На столе, покрытом клеенкой, я размалевываю акварелью картинки для раскрашивания. Мазки вылезают за контуры рисунка, вода в блюдечке становится сперва розовой, потом сиреневой, потом вообще непонятно какой, все более безобразной на вид. Тогда, чтобы не выпачкать кисточку, я мою ее, сунув в рот.
За окном - темный двор, однако в темноте угадывается свет из другого окна над кухней - там живет Фрида Ставицкая.
Есть еще третье окно - за ним зеленая комната, в которой поселился господин Зафт.
Все ячейки в сотах заполнены, три комнаты сданы. В каждой мурлычет печка, рядом с печкой - ведерко с углем, кочерга да совок. И в каждой комнате живут жильцы, окруженные зоной пустоты; стоит кому-то из них встать, чтобы подбросить угля в огонь, как мама инстинктивно вскидывает голову.
Где-то там есть шумные улицы, вроде улицы Пюи-ан-Сок, с бесконечными пешеходами, чьи силуэты, как в театре теней, движутся на фоне освещенных витрин.
На улицах Пастера, Закона, Образования, Конституции огни реже и, если кто-нибудь пришел или ушел, звук распахиваемой и затворяемой двери слышится на противоположном тротуаре.

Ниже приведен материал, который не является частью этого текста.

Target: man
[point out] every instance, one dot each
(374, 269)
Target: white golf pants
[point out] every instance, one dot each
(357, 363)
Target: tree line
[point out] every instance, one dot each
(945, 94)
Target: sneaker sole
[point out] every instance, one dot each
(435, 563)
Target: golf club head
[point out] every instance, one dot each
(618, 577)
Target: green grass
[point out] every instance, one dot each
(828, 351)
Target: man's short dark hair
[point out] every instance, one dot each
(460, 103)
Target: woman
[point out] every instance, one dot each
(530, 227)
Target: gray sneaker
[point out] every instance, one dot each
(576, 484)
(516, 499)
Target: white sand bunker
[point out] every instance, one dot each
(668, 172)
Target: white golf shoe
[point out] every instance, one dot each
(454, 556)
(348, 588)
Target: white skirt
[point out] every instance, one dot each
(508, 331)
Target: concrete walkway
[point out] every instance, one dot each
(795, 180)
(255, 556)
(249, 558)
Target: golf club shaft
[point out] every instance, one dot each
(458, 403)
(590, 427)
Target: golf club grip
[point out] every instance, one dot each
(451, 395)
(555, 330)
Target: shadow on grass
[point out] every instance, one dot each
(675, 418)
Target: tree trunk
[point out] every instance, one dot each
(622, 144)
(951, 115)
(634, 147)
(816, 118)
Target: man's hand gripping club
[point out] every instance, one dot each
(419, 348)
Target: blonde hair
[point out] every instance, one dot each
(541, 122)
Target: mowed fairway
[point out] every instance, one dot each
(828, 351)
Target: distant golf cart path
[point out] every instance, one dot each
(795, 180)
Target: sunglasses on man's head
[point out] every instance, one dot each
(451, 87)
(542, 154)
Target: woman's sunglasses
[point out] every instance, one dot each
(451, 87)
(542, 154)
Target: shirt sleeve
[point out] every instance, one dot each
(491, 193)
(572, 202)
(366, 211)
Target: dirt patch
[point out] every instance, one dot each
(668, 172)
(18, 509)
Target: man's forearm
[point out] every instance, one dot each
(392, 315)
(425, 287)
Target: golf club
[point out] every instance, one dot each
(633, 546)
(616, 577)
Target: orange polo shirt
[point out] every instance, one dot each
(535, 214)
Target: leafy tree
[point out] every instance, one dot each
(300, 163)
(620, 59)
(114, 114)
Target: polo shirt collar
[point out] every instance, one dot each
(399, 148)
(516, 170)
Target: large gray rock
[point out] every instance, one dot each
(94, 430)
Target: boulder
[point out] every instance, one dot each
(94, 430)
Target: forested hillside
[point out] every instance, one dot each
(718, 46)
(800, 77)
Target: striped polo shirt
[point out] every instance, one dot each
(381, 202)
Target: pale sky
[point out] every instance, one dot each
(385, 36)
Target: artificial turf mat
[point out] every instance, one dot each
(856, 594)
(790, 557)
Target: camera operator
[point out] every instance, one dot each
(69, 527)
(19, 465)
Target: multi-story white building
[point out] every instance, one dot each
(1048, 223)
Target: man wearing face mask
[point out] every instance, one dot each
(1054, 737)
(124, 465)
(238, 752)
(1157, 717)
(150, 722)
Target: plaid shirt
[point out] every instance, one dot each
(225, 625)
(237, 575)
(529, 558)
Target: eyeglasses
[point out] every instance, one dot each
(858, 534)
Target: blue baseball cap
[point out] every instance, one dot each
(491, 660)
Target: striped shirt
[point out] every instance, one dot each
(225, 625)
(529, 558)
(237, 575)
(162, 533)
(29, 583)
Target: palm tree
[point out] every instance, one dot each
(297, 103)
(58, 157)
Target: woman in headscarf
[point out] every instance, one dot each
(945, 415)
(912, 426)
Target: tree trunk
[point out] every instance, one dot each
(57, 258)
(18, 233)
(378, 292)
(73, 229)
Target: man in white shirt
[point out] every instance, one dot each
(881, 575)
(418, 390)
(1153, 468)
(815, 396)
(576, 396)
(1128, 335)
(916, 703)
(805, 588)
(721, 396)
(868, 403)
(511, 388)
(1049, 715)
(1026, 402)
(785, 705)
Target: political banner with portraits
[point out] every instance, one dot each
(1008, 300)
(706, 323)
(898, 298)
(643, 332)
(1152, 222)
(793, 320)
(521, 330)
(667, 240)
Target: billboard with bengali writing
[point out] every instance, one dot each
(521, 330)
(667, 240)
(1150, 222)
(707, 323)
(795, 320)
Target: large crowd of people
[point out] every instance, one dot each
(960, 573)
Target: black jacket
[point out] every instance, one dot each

В розовой комнате мадемуазель Полина пишет диссертацию по математике. Полина Файнштейн не случайно снимает самую дорогую комнату: она самая богатая из всех жильцов.
Сперва она питалась в семейном пансионе и платила там один франк двадцать пять сантимов за обед и франк за ужин; да еще ей приходилось каждый раз уходить из дому.
Анриетта сказала ей однажды:
- Боже мой, мадемуазель Полина, вам было бы проще и выгодней ужинать здесь у нас, как все остальные!
Кстати, Фрида Ставицкая уже почти приручена. Правда, чтобы этого достичь, пришлось прибегнуть к угрозе:
- Послушайте, мадемуазель Фрида, я не могу допустить, чтобы вы впредь ели у себя в комнате. Везде валяются хлебные крошки. Это, наконец, неопрятно.
В первый вечер Фрида сошла вниз с напряженной миной. Не садилась, дожидаясь, пока ей укажут место. Потом развернула бумажку, в которую были завернуты хлеб и яйцо вкрутую.
Молча кивнула хозяевам, молча поела и ушла.
Теперь у нее на кухне есть своя коробка, жестяная коробка из-под бисквитов, выданная ей моей матерью. Там она держит хлеб, масло, колбасу.
- Вы даже могли бы покупать себе кофе. Я вам его смелю и дам кипятку.
Так все и устроилось. Фрида принесла в дом маленький голубой кофейничек, который занял свое место на плите по соседству с нашим большим белым кофейником в цветах.